Kabbalah and nosh at Glasto
Festival-goers 'intrigued' by Jewish tent in the Glastonbury quagmire
For muddy Glastonbury festival-goers already worn out by Friday evening, the Jewish tent was a place for a musical Shabbat service, relaxation and meditation.
The festival attracted around 200,000 people to Worthy Farm in Somerset. The tent, run by Daniel Silverstein, one of the co-founders of alternative Jewish collective Moishe House, has become a festival staple and an object of curiosity for passers-by.
The white, Bedouin style tent with a painted blue sign, close to the festival's Healing Fields, had a 900 watt sound-system for the party on Friday night.
Mr Silverstein, a trainee rabbi and performance poet said: "We've run arts and crafts, we've done music and poetry, origami and make-your-own-lovely Hebraica.
"On Friday night we had so many people join us for Kabbalat Shabbat, which we turned it into a cocktail party, there was lots of raucous singing and dancing. We also led a mini Friday night service. On Saturday people were just popping in to chill out, and eat kosher food, we've mainly giving out stuff to nosh on, like hummus and crisps. I led a kabbalistic meditation session."
Mr Silverstein said the tent attracted a diverse group of people. "We had people staying for five minutes and some for hours. We met Israelis who came from Israel specifically for Glastonbury and at least 200 Jews popped in, of varying different degrees of religiosity, and some who weren't connected or involved at all. We also had around 500 people who weren't Jewish at all and were just interested in seeing what was going on.

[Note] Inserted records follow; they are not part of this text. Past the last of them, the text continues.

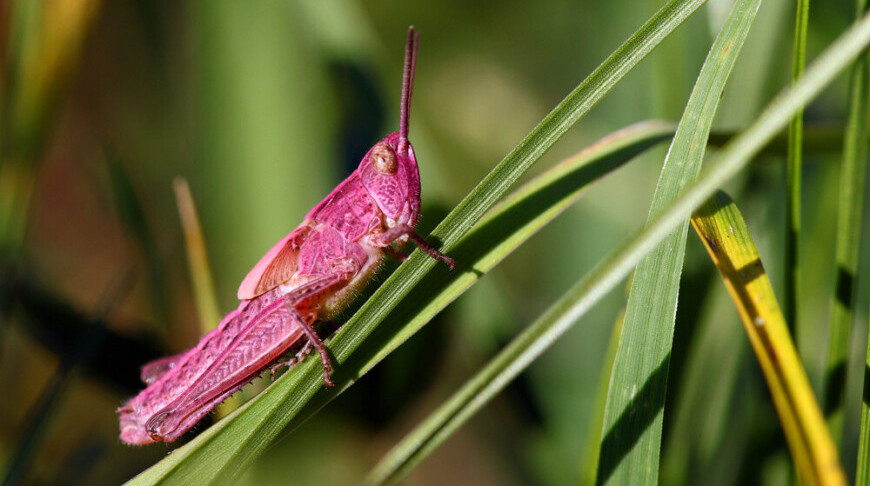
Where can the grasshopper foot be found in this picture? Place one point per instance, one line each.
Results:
(289, 363)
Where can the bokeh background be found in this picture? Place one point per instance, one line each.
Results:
(264, 107)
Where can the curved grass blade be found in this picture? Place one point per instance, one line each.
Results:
(723, 231)
(520, 352)
(197, 258)
(504, 229)
(588, 475)
(632, 431)
(853, 173)
(793, 174)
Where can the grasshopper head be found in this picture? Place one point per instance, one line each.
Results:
(389, 170)
(392, 179)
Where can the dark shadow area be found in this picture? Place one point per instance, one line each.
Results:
(836, 384)
(113, 358)
(633, 422)
(845, 293)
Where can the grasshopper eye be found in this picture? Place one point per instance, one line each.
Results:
(384, 159)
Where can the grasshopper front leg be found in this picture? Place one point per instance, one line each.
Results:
(386, 238)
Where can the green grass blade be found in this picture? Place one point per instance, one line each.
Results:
(593, 441)
(793, 174)
(512, 222)
(862, 475)
(204, 294)
(849, 216)
(517, 355)
(631, 436)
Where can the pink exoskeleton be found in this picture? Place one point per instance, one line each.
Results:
(308, 276)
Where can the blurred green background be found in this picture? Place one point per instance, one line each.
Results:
(264, 107)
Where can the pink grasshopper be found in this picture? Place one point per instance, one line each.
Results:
(309, 275)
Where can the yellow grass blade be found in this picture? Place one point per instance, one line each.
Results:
(724, 233)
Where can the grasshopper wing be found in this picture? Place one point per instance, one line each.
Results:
(276, 266)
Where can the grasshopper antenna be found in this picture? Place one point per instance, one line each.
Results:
(407, 88)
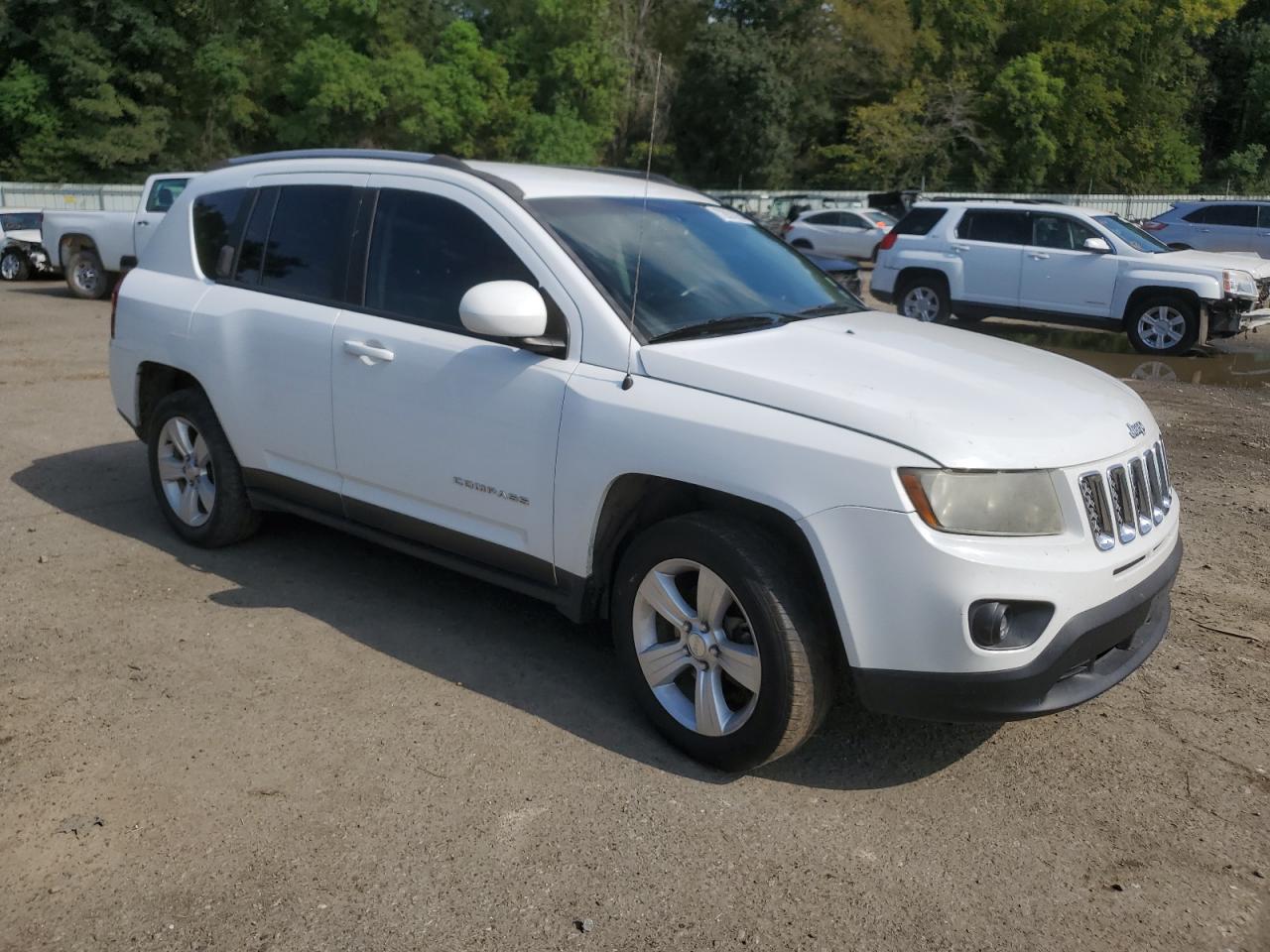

"We met at least 10 religious Jews who kept Shabbat and wanted to keep kosher and they were so pleased that there was something for them.
"I've been coming here for about 15 years and it's a kind of pilgrimage for me.
"It's one of the world's biggest and best festivals but has this genuinely alternative feel to it. It has such a special spirit and vibrancy."
The tent was run by Moishe House this year, and supported by the Pears Foundation, Jeneration and the Stanley Kalms Foundation.
Mr Silverstein said he hoped the tent would move to a bigger and more prominent position in 2013. "We've asked the organisers to move us to a new place next year, where it can hopefully get even bigger."